I have begun construction of a new room 
I throw a lot of them away. Until I get a pattern down I want to keep them as well fed as possible as often as possible. I was serious about my offer to send you some dried Ernest


----------



## isa (Apr 4, 2000)

Dry Ernest? What do you mean Kyle? I don't understand.


----------



## kimmie (Mar 13, 2001)

Iza,

Une image vaut mille mots...


----------



## isa (Apr 4, 2000)

Merci Kimmie.

Is it dry? It looks alive to me.

Ever thought of a movie Kyle? The invasion of Ernest and Frank or how to get you life taken over by a starter., I can see the trailer. It begun innocently enough with a cup of flour or water... You won't believe what happens next.









It doesn't look "dry" though. How do save dry Ernest? And what do you do to bring him back to life?


----------



## kokopuffs (Aug 4, 2000)

Well, Iza, I hate to burst your bubble, but the film was made way back in the 50's. It was called THE BLOB! 
 

[ July 25, 2001: Message edited by: kokopuffs ]


----------



## kimmie (Mar 13, 2001)

Iza,

Once dried, the starter breaks apart like potato chips. The chips are then placed in a plastic ziplock bag sealed tightly and then put into the refrigerator [see the photo posted previously].

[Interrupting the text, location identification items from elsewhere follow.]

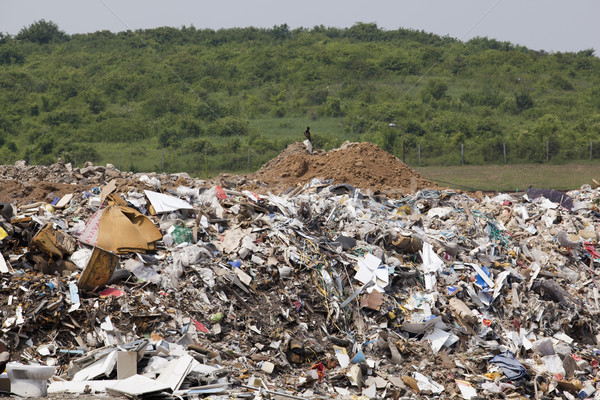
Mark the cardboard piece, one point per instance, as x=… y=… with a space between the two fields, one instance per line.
x=120 y=230
x=56 y=243
x=100 y=268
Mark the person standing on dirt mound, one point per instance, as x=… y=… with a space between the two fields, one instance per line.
x=307 y=134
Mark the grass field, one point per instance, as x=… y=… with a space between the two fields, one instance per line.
x=510 y=178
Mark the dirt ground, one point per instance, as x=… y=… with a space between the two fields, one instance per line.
x=363 y=165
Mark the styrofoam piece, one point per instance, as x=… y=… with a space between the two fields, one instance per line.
x=29 y=380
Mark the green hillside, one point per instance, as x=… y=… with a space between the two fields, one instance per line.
x=207 y=101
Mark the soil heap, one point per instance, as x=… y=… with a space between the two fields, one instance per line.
x=363 y=165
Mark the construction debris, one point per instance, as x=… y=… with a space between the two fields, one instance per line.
x=323 y=290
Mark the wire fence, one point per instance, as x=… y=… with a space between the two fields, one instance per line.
x=431 y=154
x=204 y=164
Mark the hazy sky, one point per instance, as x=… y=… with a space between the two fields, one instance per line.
x=551 y=25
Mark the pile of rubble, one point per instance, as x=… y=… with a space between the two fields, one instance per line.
x=166 y=286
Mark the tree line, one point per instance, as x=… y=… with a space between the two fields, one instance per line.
x=202 y=91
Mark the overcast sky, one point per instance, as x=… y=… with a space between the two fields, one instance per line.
x=550 y=25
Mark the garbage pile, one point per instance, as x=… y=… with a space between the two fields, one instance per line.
x=324 y=291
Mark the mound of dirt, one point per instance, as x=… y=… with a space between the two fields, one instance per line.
x=363 y=165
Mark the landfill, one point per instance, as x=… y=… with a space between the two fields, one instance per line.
x=331 y=275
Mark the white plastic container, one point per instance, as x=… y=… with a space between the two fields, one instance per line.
x=29 y=380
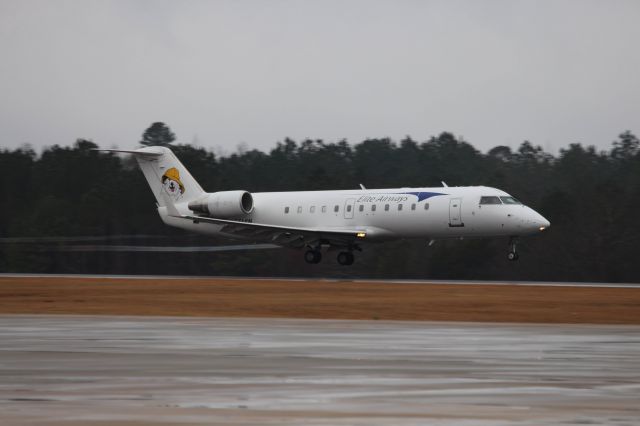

The starter keeps this way for up to six months with no ill effects, though I suspect you can probably go up to a year. To reactivate it, place the starter chips in equal amounts of flour and water and put it in a warm place for 12 hours.

Click here and scroll down to "Preserving your starter" for the whole story.

It's way 

[ July 25, 2001: Message edited by: Kimmie ]


----------



## isa (Apr 4, 2000)

Koko you did burst my bubble.  


Thanks for the info Kimmie.


----------